In 2010, I received a final notice from VVM Attorneys for rates not paid on an account number that I had never seen before. At the same time, I received an account with a credit balance of the same amount.
Obviously, the simple thing to do would be to transfer the one credit balance to the debit balance and start from there. Apparently not. I have spent more than two years trying to get my money back.
I have spent many unpleasant days – about five to six hours on each day – in Braamfontein trying to resolve the matter. You arrive and are given a reference number, then sit and wait with many other frustrated customers while the employees chat, have numerous tea and lunch breaks and check their e-mails. When you reach the counter, the consultant is either incapable or unwilling to help. In my case, I had at least six visits before they identified that all documents were in place and a refund had been approved. Each time they find some document is missing that is holding things up, but once it has been received, another document is necessary. My refund has been approved at last, but where is it?
While I was in the queue waiting to find out where my money is, another gentleman in front of me had the same problem. In this day where money is tight and wasting time a luxury, why can’t the council have a checklist of documents that you need before you get to see an incompetent employee?
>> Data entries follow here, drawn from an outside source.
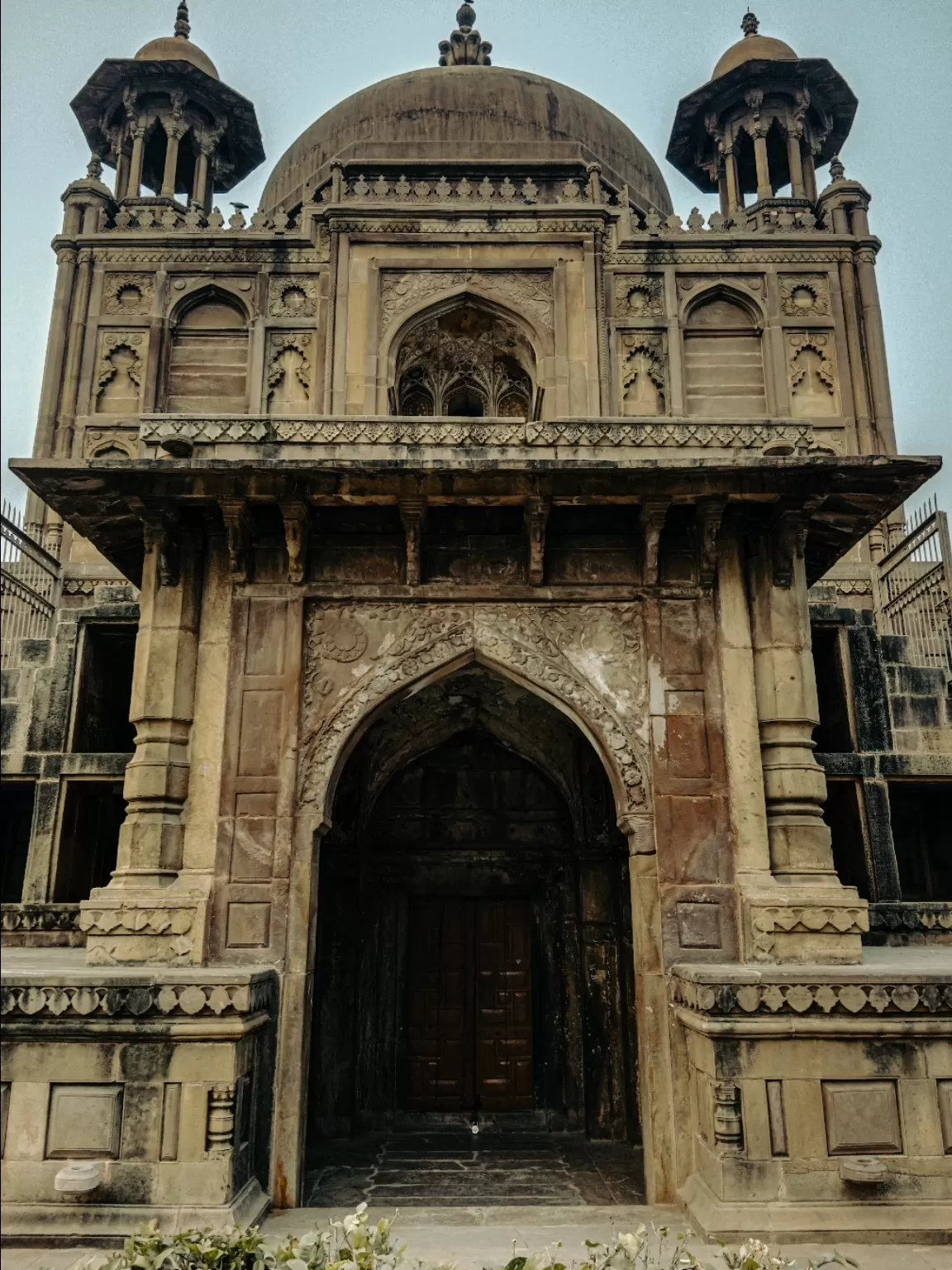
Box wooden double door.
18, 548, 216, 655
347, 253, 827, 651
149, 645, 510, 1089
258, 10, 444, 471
407, 898, 533, 1111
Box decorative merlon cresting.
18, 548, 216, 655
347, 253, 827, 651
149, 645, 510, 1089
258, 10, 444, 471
439, 4, 493, 66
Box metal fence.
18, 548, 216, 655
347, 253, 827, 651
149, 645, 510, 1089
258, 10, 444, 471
876, 498, 952, 676
0, 500, 61, 669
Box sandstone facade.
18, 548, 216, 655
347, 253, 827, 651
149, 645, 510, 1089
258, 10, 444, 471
2, 5, 952, 1239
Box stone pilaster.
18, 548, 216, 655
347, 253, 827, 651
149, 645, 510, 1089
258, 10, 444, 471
741, 510, 869, 964
80, 513, 206, 964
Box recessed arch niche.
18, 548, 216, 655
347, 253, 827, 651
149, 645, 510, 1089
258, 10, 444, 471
307, 663, 639, 1143
165, 287, 249, 414
391, 296, 537, 418
684, 287, 767, 419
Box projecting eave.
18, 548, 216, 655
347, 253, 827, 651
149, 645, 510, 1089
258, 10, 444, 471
10, 446, 942, 583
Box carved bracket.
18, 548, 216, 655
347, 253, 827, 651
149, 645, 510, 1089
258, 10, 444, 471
280, 503, 311, 583
400, 498, 426, 587
640, 498, 672, 587
524, 498, 549, 587
218, 498, 254, 581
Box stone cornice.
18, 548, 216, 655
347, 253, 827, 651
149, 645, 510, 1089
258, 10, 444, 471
672, 960, 952, 1017
0, 974, 274, 1021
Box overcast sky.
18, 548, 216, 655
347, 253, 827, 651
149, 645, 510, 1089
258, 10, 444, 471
0, 0, 952, 510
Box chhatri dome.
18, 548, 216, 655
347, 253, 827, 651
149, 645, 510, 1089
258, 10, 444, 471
136, 0, 220, 79
261, 4, 673, 215
711, 12, 797, 79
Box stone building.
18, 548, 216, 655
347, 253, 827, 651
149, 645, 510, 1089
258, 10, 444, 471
2, 4, 952, 1241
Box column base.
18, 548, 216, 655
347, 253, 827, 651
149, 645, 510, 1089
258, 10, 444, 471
741, 886, 869, 965
78, 886, 208, 965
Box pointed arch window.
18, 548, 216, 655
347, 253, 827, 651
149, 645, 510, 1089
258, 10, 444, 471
395, 303, 536, 418
165, 292, 248, 414
684, 292, 767, 419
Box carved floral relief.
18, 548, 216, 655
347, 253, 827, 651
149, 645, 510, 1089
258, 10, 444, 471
379, 270, 555, 332
102, 273, 155, 315
301, 604, 649, 815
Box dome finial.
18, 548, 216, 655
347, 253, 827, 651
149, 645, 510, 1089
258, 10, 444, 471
175, 0, 192, 40
439, 0, 493, 66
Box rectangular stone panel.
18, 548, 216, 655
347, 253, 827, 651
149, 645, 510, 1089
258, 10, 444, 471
664, 692, 711, 779
226, 900, 272, 948
661, 599, 702, 675
677, 903, 724, 948
245, 599, 288, 675
937, 1081, 952, 1156
237, 689, 283, 776
822, 1081, 902, 1156
159, 1082, 182, 1159
45, 1085, 121, 1159
230, 794, 278, 881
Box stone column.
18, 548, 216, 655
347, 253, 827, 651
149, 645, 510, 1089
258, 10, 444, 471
159, 119, 182, 198
754, 128, 773, 201
126, 123, 146, 198
80, 512, 204, 964
787, 130, 806, 198
744, 509, 869, 964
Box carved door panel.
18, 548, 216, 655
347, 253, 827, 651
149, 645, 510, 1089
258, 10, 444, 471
407, 899, 533, 1111
407, 900, 474, 1111
476, 900, 533, 1111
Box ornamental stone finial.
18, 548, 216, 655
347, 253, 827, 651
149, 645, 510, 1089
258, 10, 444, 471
175, 0, 192, 40
439, 2, 493, 66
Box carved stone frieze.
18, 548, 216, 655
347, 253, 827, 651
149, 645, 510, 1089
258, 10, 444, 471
781, 273, 831, 318
614, 273, 664, 320
268, 273, 319, 318
379, 270, 554, 332
0, 979, 273, 1019
138, 415, 814, 452
672, 976, 952, 1016
102, 273, 155, 315
301, 604, 649, 814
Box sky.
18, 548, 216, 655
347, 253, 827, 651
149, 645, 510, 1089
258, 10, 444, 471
0, 0, 952, 510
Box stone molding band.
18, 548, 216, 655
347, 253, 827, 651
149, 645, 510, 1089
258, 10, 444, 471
138, 415, 814, 455
672, 976, 952, 1017
0, 979, 272, 1019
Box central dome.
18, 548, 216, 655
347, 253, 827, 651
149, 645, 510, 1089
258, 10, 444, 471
261, 66, 672, 215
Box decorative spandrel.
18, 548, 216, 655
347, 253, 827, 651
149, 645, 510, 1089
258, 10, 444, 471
396, 305, 535, 418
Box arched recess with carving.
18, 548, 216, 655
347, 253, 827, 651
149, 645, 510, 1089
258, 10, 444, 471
298, 604, 650, 836
164, 287, 250, 414
379, 290, 554, 418
683, 284, 767, 419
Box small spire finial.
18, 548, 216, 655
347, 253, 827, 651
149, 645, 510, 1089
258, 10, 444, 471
740, 9, 760, 38
439, 0, 493, 66
175, 0, 192, 40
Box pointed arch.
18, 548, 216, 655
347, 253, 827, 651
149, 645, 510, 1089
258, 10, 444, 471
164, 284, 250, 414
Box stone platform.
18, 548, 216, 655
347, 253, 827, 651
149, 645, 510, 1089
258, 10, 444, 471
305, 1132, 645, 1208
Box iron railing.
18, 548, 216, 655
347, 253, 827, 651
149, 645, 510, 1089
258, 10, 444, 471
0, 500, 61, 669
874, 498, 952, 677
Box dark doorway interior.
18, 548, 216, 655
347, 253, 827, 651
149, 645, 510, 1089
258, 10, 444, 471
308, 666, 639, 1165
54, 781, 126, 905
407, 899, 533, 1111
0, 781, 36, 905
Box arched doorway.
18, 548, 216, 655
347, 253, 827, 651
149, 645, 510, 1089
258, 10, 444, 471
307, 663, 640, 1198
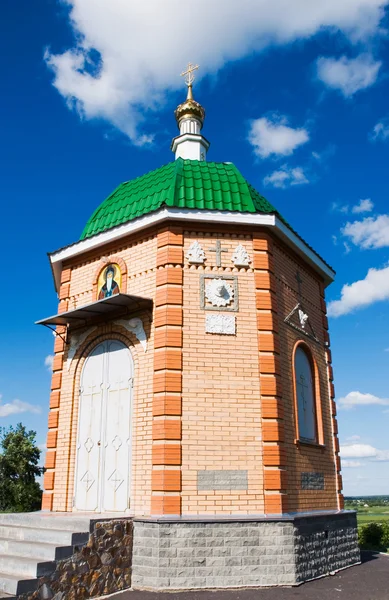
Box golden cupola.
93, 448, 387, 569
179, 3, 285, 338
171, 63, 210, 160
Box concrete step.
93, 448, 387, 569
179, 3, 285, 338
0, 512, 91, 532
0, 523, 89, 546
0, 572, 38, 598
0, 538, 73, 562
0, 554, 55, 576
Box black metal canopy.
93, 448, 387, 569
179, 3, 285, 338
36, 294, 153, 329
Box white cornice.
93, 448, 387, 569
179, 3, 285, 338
49, 208, 335, 291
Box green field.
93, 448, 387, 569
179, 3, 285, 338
357, 512, 389, 525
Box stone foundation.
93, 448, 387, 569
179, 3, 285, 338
132, 511, 360, 590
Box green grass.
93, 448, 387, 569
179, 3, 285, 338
357, 512, 389, 525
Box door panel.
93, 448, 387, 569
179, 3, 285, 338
75, 340, 133, 512
102, 342, 132, 511
75, 344, 104, 511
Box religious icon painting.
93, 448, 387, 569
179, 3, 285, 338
97, 263, 122, 300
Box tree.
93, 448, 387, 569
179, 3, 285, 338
0, 423, 44, 512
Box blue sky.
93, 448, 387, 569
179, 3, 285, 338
0, 0, 389, 495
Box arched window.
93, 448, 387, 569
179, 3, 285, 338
294, 344, 317, 442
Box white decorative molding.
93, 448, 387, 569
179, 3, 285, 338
66, 326, 97, 371
115, 317, 147, 352
205, 314, 236, 335
298, 308, 308, 329
49, 207, 335, 291
205, 278, 234, 307
186, 240, 205, 265
231, 244, 251, 267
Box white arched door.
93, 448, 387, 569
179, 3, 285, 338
74, 340, 134, 512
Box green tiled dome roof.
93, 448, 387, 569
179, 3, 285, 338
81, 158, 282, 240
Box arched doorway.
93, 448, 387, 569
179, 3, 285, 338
74, 340, 134, 512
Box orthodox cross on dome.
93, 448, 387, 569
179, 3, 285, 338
209, 240, 228, 267
296, 271, 303, 298
181, 63, 199, 87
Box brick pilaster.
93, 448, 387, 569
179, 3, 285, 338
253, 234, 287, 514
42, 269, 71, 510
320, 285, 344, 510
151, 227, 183, 514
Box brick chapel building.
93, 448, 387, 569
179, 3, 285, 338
35, 68, 358, 588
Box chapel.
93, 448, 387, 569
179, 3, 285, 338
34, 65, 359, 589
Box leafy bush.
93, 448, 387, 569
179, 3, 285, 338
0, 423, 44, 512
358, 521, 389, 550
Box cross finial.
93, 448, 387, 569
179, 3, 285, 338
181, 63, 199, 87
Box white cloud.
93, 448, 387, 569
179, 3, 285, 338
45, 0, 387, 143
248, 114, 309, 158
45, 354, 54, 371
263, 165, 309, 188
342, 459, 363, 469
340, 444, 377, 460
340, 444, 389, 466
328, 266, 389, 317
317, 54, 382, 98
337, 392, 389, 408
331, 202, 350, 214
369, 119, 389, 142
0, 395, 41, 417
351, 198, 374, 213
341, 215, 389, 250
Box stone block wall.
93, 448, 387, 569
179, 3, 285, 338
132, 513, 360, 589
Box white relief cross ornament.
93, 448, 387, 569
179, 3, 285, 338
231, 244, 251, 267
205, 314, 236, 335
81, 471, 95, 492
186, 240, 205, 265
205, 278, 234, 307
108, 469, 124, 492
298, 308, 308, 329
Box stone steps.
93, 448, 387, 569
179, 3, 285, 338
0, 572, 38, 598
0, 512, 91, 599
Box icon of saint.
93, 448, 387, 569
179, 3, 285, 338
98, 265, 120, 300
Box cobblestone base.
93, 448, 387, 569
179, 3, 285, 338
132, 512, 360, 589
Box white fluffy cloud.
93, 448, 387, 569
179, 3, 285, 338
46, 0, 388, 143
351, 198, 374, 214
263, 165, 309, 188
369, 119, 389, 142
248, 114, 309, 158
341, 215, 389, 250
328, 266, 389, 317
337, 392, 389, 408
340, 444, 377, 459
0, 395, 41, 417
342, 459, 363, 469
340, 444, 389, 465
317, 54, 381, 98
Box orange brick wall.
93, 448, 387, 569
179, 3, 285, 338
182, 231, 263, 514
43, 224, 343, 515
273, 243, 340, 512
42, 235, 157, 514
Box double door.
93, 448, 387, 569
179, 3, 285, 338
74, 340, 134, 512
I realise we have to have sheltered employment, but surely someone must be able to draw up a checklist to make the walk-in centre more organised?
Perhaps you can get one of the employees to respond, because in the time that I’ve spent there, I have noticed that the complaints are easily categorised. It’s not a case of people having unique problems.
Opperman writes again: I have finally been paid. The transfer went through in 2007 and I was reimbursed one week ago. I was irritated to see another person about to go through the same process, but stopped him from the six-hour wait by telling him roughly what documents he would need. Why can’t the council do this, or is it a ploy? The council has earned interest on my money for five years.
Rhona Goldberg writes: I sold my property in January last year and registration took place on June 17 last year. Since July last year, I have been trying to get my municipal refund, which amounts to R12 335. I have been to the offices in Braamfontein numerous times and have dealt with many people. They assured me that my refund was ready to be processed because everything was in place. I have not received it. I feel that going back to the offices will just be another waste of time and therefore I am appealing for your help. The council has a copy of a cancelled cheque.
Goldberg writes again: I am so happy to report that I have received my refund from the City of Joburg and I would like to extend a huge thank you to you and your team. I don’t think this would have happened without your help. Thank goodness there are people such as yourself out there, people who really care.
Kate Hutchings of Kensington writes: Since August last year, my electricity bill has been about R13 000. In November 2010, I spent a morning at City Power, and the account was flagged until January last year. This meant, apparently, that City Power would take no action such as cutting off my power, and the problem would be addressed. Someone visited my home and verified that the meter reading that I had supplied was correct.
Since then, I have sent the meter reading monthly, usually with an appeal to help me with the correction of the account. But so far the bills are still incorrect, the interest is rising, and the threat of being cut off is printed on each account. The last bill, dated July last year, asks for an amount of almost R29 000.
I have been paying R1 800 regularly each month since August 2010. The last payment I made in July was about R2 300, according to the bill, but now the July bill requires R2 639. I have no idea what is a reasonable monthly sum. I know that there has been an increase, but cannot begin to calculate how much.
The root of the problem is that City Power has added 20 units to my consumption – the bill states that it starts reading at 97 190 784 and finishes at 98 190. My actual reading, which I have just checked, is 77 717. The bills before August 2010 do not record a meter reading.
I thought Metrowatch might be overwhelmed by requests, so have so far chosen to ignore the situation. I am always heartened to see that some people who have written to you have notified you that their problems have been sorted.
The amount is more than a month’s salary for me and even though I do not owe it, it bothers me. I will be grateful if you can help or advise me on what to do before my power is cut, or I am forced to pay money I do not owe.
Hutchings writes again: I have received a corrected billing statement from City Power, reflecting roughly a R7 000 credit and no debt. I am not sure which agency achieved this solution because I have been complaining far and wide, but I am extremely grateful for the correction. And for the fact that Metrowatch has been exerting pressure on City Power to correct the accounts. Thank you.